Keep in mind that when dealing with the personal and household belongings of someone who has passed away, it's not always the monetary value that concerns the beneficiaries. Sometimes it's the sentimental value, because a beneficiary wants some kind of keepsake of the person who died.

So when a Will leaves a beneficiary a house, does the beneficiary get the household contents as well? First of all, look at whether that testator has a spouse (legally married or otherwise) who lives in the house with him or her. If so, assume that with very few exceptions, all of the household contents are jointly owned between the testator and his or her spouse, and that the spouse will own all of the contents. (For the sake of concentrating on personal items, I'm not going to go into the obvious Dower Act issue that is staring me in the face here.)

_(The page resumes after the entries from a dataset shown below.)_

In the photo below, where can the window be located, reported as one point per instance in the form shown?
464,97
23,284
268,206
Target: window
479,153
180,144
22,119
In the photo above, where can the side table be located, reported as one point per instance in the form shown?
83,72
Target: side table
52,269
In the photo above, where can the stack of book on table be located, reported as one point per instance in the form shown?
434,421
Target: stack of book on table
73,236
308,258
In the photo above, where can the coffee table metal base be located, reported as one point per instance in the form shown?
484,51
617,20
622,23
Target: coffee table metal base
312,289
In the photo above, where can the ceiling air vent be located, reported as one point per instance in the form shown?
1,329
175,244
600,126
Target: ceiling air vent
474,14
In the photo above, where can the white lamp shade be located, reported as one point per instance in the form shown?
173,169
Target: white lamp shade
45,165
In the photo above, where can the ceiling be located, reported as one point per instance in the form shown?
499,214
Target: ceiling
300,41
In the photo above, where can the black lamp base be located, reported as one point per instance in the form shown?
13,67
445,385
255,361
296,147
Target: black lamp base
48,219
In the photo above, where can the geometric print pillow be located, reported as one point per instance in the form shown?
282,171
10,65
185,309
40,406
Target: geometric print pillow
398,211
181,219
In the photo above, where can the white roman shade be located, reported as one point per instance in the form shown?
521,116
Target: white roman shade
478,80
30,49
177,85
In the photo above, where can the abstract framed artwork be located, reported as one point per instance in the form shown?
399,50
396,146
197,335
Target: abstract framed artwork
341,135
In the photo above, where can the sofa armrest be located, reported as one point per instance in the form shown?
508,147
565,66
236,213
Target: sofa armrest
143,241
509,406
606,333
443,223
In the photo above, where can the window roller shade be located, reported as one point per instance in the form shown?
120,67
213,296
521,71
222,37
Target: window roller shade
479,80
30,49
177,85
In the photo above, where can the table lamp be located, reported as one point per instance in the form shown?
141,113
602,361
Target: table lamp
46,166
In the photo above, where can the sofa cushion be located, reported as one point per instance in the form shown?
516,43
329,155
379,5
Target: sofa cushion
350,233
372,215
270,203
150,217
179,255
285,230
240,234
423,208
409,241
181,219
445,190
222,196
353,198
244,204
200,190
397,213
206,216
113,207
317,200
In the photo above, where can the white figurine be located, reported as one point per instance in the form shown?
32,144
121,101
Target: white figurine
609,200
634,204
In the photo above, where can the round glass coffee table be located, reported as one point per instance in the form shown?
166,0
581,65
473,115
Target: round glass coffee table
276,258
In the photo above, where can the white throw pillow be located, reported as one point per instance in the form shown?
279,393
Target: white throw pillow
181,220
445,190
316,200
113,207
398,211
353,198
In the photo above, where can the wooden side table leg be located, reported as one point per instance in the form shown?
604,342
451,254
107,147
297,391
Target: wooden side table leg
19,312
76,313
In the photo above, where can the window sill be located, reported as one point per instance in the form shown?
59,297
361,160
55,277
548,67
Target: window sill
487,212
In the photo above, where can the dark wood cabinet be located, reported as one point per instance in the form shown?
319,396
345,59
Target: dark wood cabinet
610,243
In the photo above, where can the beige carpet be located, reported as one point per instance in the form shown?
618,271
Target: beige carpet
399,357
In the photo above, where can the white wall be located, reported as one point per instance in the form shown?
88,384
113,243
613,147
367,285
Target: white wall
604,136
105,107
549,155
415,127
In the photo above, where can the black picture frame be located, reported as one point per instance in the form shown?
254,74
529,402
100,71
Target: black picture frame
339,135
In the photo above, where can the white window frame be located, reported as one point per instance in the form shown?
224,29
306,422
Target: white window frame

Then look at the wording in the Will.

First of all, a properly drafted Will will say "contents" if the contents are to be included in the gift. However, if that word is missing, you have to look further.

Does the Will say that the testator is transferring "the title to the property"? To me, that indicates that the household contents are not intended to be included.

Does the Will deal with household contents and personal items in a separate clause of the Will? In many Wills, there is a paragraph that says how the testator wants to divide up the items. This is usually not a list of individual items, but a general statement that says something like "my household and personal goods are to be divided among my children as they agree". If that kind of clause is included, it would suggest that household contents are not to be included in the gift of the property.

Has the testator made a Memorandum of Personal Effects, or other informal list of certain items to be left to specific people?

If the Will doesn't say anything helpful about this issue and no Memorandum has been found, it is possible for the residuary beneficiaries of the estate to agree that the items in the house can be given to the beneficiary who is getting the house. (If I were the executor in that case, I'd get that agreement in writing).

Keep this in mind when you are having your own Wills prepared. Many people think that the shorter and simpler a Will is, the better. However, if you include just a few more sentences such as instructions as to what to do with the personal belongings, things will run smoothly and properly after you've passed away.